Contatto fisico e non
All’interno del film la voce di Stella descrive il contatto fisico come la prima forma di comunicazione quando si nasce, come un bisogno irrinunciabile che si prova verso le persone che si amano, ma è qualcosa di cui lei e Will sono privati. Per questo motivo, Stella invita implicitamente lo spettatore a non rinunciare alla vicinanza della persona che ama, perché non è una cosa scontata come sembrerebbe: la malattia o la morte potrebbero annullare le opportunità di stare insieme da un momento all’altro.

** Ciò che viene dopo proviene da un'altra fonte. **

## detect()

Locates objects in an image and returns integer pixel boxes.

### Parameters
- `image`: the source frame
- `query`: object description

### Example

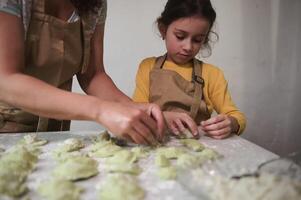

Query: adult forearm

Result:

La morte è il sottotesto di A un metro da te, è una possibilità sempre in agguato nelle vite dei due protagonisti, che la guardano in faccia tutti i giorni. A tal riguardo Stella ha una crescita personale impressionante: ella comprende la vacuità delle sue manie di controllo legate alla terapia, comprende, cioè, che non deve vivere per curarsi, ma curarsi per vivere, annullando, in un certo senso, il timore costante della morte. Da un punto di vista stilistico, A un metro da te è un film che si indirizza ad un target adolescenziale. I personaggi, pur provati dalla malattia, sono adolescenti in tutte le sfaccettature della loro età: hanno problemi di adolescenti, modi di fare di adolescenti, frivolezze di adolescenti. Il film è banale nel suo percorrere una strada già battuta da pellicole simili, nel riproporre trame e sviluppi già visti altrove come lo schema morte improvvisa di un personaggio importante – rabbia repressa che esplode in seguito all’evento luttuoso – nuova consapevolezza e nuovo atteggiamento dei protagonisti. La pellicola inventa pochissimo all’interno di un genere che si sta consolidando, quello dei drammi sentimentali e adolescenziali che avvengono al chiuso degli ospedali o all’ombra della malattia. L’unico tratto originale di A un metro da te è il suo finale sospeso, aperto, che non chiarisce il destino immediato di uno dei protagonisti, lasciando scegliere allo spettatore la fine che più gli piace.